How do I do parallel programming?
Overview of Parallel Programming
There are two basic flavors of parallel processing (leaving aside GPUs): distributed memory and shared memory. With shared memory, multiple processors (which I'll call cores) on a machine (your laptop, a server, etc.) share the same memory. With distributed memory, you have multiple nodes (e.g., in a Linux cluster), each with their own memory. Each node generally has multiple cores. You can think of each node as a separate computer connected by a fast network to the other nodes.

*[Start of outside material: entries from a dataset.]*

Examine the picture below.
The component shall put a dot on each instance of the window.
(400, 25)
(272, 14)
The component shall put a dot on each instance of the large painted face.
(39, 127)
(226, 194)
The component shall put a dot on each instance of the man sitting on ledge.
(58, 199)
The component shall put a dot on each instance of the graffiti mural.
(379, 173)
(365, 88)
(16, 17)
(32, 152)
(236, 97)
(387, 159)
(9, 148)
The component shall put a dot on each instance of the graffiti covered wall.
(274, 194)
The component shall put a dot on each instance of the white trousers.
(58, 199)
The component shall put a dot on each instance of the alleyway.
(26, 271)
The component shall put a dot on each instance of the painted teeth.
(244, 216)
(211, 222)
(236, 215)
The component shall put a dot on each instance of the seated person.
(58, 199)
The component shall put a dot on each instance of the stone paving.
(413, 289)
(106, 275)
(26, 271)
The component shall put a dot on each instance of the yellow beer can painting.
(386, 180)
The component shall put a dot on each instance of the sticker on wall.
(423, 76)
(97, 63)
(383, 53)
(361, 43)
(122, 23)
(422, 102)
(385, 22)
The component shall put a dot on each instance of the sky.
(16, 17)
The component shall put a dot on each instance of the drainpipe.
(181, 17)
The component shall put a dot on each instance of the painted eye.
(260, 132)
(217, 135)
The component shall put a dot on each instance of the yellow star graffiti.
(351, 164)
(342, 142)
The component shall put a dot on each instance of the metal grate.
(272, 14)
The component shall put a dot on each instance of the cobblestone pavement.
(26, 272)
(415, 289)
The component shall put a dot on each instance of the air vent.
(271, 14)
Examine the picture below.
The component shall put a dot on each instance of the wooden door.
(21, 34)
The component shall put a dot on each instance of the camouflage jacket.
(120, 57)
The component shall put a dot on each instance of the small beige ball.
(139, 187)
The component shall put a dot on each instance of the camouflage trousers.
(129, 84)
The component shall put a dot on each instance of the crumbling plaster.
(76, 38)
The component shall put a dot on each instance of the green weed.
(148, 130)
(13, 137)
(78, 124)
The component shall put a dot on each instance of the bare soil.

The SCF has prepared two tutorials, one on use of Dask (and a bit on Ray) in Python and the future package in R for parallelization across one or more machines and another somewhat more general tutorial on parallelization in Python, R, MATLAB and C/C++. These tutorials are much more up-to-date than the workshop material below, but job submission is not discussed much in the tutorials.
November 2016 workshop
A two-part tutorial with extensive information on: campus and department computing resources, submitting jobs to the department and campus cluster, and various parallel programming approaches/tools/strategies, including demo code, are available in the 2016 git repository (in particular see the Download ZIP button on the lower right of that link to get all the materials as a zip file). The first session is on computing resources and job submission, while the second session is on parallel programming approaches, tools, and strategies. You can clone the repository with a git clone, which can be done from the Linux/Mac command line as:
git clone https://github.com/berkeley-scf/parallel-scf-2016
Videos of the first and second session are available.
October 2015 workshop
A 2015 tutorial with extensive information on both flavors of parallel processing and on how to submit jobs to the SCF Linux cluster, as well as demo code, are available in the 2015 git repository (in particular see the Download ZIP button on the lower right of that link to get all the materials as a zip file). You can clone the repository with a git clone, which can be done from the Linux/Mac command line as:
git clone https://github.com/berkeley-scf/parallel-scf-2015
October 2014 workshop
A 2014 tutorial with extensive information on both flavors of parallel processing and on how to submit jobs to the SCF Linux cluster, as well as demo code, are available in the 2014 git repository (in particular see the Download ZIP button on the lower right of that link to get all the materials as a zip file). You can clone the repository with a git clone, which can be done from the Linux/Mac command line as:
git clone https://github.com/berkeley-scf/parallel-workshop-2014
2012 and 2013 workshops
Before October 2014, we had older versions of this material provided separately for shared memory and distributed memory parallel processing:
- For information on shared memory parallel programming, please see these notes on the basics of shared memory parallel programming in R, Matlab, Python and C, and the accompanying template code (most of the code is also embedded in the notes).
- For information on distributed memory parallel programming using message passing, such as with MPI, see these notes on the basics of distributed memory parallel programming in R and C, and the accompanying template code files (most of the code is also embedded in the notes).